Max, 29, and Linda, 28, now sell a range of seasonal bedware—much of it detailed with visible stitching, a Fold trademark—through retailers in eight states. Their roles are pretty clearly defined: Max preps, Linda sews. Still, violating those boundaries is key. “Our designs are the result of hashing them out together,” Max says. “I need to bounce ideas off of Linda to be creative.” And since the arrival of Adam, their 2-year-old son, that hashing happens in some odd places—in line at the supermarket, tubside with the baby, on the road to Grandma’s.
The Geisers give the impression that if they weren’t swamped, they’d be bored. Even Adam occasionally toddles over to the printer and industriously distributes spec sheets as they scroll out of the machine. “We have very little private time,” says Linda, “but we like that.”

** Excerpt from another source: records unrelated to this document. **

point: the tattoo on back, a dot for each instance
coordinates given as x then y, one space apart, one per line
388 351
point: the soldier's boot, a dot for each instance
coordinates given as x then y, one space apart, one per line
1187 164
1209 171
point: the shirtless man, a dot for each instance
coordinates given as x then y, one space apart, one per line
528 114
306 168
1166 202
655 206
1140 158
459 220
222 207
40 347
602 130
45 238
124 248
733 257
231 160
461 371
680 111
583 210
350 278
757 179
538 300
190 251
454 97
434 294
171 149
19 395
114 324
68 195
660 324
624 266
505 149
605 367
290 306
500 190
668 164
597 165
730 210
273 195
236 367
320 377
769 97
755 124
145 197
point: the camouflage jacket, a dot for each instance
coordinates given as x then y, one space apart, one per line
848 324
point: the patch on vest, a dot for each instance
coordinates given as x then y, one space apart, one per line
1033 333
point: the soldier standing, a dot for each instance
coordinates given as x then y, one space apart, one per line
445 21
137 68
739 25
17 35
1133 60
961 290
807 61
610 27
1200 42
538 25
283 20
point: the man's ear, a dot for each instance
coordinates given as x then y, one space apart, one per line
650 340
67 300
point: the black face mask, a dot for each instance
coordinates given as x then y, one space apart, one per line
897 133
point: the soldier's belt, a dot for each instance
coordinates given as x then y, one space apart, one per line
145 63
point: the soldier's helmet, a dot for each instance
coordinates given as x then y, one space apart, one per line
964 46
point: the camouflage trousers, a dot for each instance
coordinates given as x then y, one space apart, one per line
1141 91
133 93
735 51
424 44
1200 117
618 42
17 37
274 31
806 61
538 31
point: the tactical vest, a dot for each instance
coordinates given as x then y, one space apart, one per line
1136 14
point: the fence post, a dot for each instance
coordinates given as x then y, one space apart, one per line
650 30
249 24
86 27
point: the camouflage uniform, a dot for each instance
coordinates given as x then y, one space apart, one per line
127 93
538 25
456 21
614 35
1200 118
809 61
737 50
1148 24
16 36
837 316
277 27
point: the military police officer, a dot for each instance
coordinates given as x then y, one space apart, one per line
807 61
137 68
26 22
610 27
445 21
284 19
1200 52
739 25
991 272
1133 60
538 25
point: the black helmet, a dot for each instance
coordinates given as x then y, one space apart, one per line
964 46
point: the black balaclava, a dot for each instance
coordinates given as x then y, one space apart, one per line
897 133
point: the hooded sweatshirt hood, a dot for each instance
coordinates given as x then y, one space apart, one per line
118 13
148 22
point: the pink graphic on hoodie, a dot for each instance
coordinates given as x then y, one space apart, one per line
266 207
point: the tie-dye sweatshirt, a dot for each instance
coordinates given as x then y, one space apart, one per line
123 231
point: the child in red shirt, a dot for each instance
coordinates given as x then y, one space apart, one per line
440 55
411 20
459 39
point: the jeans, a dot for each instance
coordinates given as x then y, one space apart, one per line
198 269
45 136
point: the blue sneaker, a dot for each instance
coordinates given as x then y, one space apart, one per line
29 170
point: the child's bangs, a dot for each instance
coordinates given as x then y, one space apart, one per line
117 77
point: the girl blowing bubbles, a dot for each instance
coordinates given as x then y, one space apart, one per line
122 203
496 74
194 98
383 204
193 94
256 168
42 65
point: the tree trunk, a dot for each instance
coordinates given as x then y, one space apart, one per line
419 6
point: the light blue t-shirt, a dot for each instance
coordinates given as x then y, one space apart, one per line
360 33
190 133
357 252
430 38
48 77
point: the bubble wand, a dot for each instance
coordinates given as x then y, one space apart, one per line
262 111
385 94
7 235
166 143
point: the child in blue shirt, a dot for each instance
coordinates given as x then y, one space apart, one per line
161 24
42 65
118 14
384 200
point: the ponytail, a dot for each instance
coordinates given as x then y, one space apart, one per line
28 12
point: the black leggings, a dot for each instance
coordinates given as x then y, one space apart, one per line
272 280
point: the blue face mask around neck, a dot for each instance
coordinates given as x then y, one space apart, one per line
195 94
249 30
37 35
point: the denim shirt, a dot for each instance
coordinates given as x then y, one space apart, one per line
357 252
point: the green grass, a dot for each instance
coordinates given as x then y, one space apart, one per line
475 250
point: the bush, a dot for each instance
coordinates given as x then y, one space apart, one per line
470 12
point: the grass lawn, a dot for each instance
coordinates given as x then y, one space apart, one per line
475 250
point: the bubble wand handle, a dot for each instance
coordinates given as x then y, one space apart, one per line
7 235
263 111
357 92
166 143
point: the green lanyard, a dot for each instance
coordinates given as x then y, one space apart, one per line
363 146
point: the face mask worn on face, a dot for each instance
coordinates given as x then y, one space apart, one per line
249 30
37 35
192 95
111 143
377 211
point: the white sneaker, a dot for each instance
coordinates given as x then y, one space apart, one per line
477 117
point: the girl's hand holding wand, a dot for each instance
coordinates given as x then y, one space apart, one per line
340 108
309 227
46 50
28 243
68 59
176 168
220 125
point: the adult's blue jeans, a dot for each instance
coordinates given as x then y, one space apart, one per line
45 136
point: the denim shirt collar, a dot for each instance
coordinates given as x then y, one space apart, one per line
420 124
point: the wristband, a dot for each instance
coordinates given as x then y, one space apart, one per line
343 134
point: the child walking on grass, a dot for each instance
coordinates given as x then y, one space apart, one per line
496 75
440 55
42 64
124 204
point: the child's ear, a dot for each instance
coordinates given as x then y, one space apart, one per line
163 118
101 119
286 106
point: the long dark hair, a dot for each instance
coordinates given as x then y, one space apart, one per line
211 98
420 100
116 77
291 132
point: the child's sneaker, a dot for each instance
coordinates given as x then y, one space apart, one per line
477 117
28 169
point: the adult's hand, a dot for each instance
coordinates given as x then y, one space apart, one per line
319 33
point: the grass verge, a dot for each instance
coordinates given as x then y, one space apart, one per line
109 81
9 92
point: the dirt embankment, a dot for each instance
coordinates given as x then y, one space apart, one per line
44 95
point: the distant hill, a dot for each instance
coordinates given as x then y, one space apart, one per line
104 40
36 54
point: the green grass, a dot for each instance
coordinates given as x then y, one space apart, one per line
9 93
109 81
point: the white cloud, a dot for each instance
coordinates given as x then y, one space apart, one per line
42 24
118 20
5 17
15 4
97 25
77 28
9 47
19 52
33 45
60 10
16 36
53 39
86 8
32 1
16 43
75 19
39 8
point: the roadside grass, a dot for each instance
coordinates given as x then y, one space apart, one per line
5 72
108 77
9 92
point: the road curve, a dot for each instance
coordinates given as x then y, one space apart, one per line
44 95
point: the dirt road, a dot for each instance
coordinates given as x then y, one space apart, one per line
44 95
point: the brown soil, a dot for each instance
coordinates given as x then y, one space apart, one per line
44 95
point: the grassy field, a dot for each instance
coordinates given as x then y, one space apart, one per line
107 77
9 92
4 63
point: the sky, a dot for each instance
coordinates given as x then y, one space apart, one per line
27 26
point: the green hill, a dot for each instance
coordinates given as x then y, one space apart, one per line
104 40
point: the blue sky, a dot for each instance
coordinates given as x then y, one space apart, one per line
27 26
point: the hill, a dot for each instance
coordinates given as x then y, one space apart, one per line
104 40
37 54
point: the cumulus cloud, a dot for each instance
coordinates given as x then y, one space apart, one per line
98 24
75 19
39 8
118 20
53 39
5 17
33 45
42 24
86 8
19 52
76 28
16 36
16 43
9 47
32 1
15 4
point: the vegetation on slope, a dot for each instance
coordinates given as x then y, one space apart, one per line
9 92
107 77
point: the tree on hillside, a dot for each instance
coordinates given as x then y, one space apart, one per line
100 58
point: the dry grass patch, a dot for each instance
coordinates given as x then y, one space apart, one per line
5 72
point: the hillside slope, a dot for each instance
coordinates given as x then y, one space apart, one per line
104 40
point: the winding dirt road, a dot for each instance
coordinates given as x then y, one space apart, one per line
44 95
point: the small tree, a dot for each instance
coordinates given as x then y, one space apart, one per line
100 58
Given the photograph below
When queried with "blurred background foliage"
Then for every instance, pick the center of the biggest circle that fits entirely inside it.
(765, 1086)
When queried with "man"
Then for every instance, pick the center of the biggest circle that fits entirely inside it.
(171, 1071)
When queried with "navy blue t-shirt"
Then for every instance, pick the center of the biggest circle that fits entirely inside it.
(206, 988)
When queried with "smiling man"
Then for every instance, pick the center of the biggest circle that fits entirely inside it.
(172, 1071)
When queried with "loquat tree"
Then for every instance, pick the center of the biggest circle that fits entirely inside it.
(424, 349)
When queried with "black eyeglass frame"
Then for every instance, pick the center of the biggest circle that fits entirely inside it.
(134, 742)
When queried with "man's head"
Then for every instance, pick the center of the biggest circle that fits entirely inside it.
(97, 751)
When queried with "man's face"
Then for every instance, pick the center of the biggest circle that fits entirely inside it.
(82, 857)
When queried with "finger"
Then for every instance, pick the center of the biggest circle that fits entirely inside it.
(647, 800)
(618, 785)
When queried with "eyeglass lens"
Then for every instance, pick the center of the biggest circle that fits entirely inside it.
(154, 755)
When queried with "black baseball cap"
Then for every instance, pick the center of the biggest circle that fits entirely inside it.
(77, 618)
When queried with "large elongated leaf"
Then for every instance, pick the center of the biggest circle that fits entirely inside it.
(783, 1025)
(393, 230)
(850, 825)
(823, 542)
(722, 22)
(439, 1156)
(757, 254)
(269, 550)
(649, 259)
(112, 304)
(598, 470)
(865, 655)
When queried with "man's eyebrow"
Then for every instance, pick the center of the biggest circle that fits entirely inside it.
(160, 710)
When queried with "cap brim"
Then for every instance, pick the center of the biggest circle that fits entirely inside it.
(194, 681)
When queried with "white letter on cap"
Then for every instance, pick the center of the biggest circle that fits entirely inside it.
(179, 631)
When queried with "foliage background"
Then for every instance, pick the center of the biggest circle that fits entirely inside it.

Jason Hammer and Kori Gardner, Mates of State
It’s one thing to fall in love, get married, and still hold onto your youth. It’s quite another to fall in love, form a rock band, and tour the world together.
Kori Gardner, 29, and Jason Hammel, 27, did just that. They started dating as fellow guitarists at the University of Kansas in 1997, but both soon returned to their native instruments—keyboards for Kori, drums for Jason—to form Mates of State. Then, in 2001, two weeks before the wedding, they split from their day jobs to do a U.S. tour.
The Mates’ tight, swooping harmonies—part lullaby, part punk anthem—are all over Team Boo, their third CD, released last September on the Polyvinyl label. Not since Yo La Tengo’s Painful has an album better delivered the sound of two bandmates so totally crushed out on each other. So how do they keep the sparks flying onstage when touring means they’re crammed into a van together for weeks at a stretch? “We’ve learned how to drive for hours in silence,” Kori says.
Arrangements like that yield the Mates’ impervious solidarity, even in the face of challenges like love-struck fans. (“We’re over jealousy—that shit’s for weaklings,” Jason says.) And after seven years performing as a duo, they talk with more insight about musicianship than most couples do about matrimony. “We’re good at communicating with each other, and that’s so important for a band,” Kori says. To say nothing of a marriage.
Chris Johansson and Jo Jackson, Visual Artists
Both Chris Johanson, 35, and Jo Jackson, 32, took their sweet time before breaking the artists-don’t-date rule. They met at a San Francisco bookstore, then spent six years alternately ignoring and fighting with one another, all the while nursing a secret crush.
Mutual artistic respect finally brought their feelings to the surface. The New York Times called Johanson’s sprawling sculptures and annotated paintings of crude figures “an engagement with New Age thinking—both spoofing it and embracing it.” Jo’s review would probably have read more like “cute and virile.” And her paintings—precise, flat silhouettes of birds, water, and other forms—“seemed really damaged, which attracted me,” Chris says. After collaborating for an art auction in Los Angeles, the pair’s stare-down finally turned to hookup. They married last year and bought a home in Portland, Oregon.
Chris’s work made the national stage in 2002 when it was selected by the Whitney Biennial. That might have pushed a lesser couple into rarefied, air-kissing ranks, but Johanson and Jackson’s work remains focused on the social themes the two have always pursued. Together with 30 other artists and writers, the couple recently produced illustrations for A Place Called the Universe, an alternative-education textbook for Portland grade-schoolers. Despite intersecting creative careers, the couple’s greatest disagreements these days are domestic. “Mostly when we fight,” Jo says, “it’s because Chris won’t let us get a tiny dog.”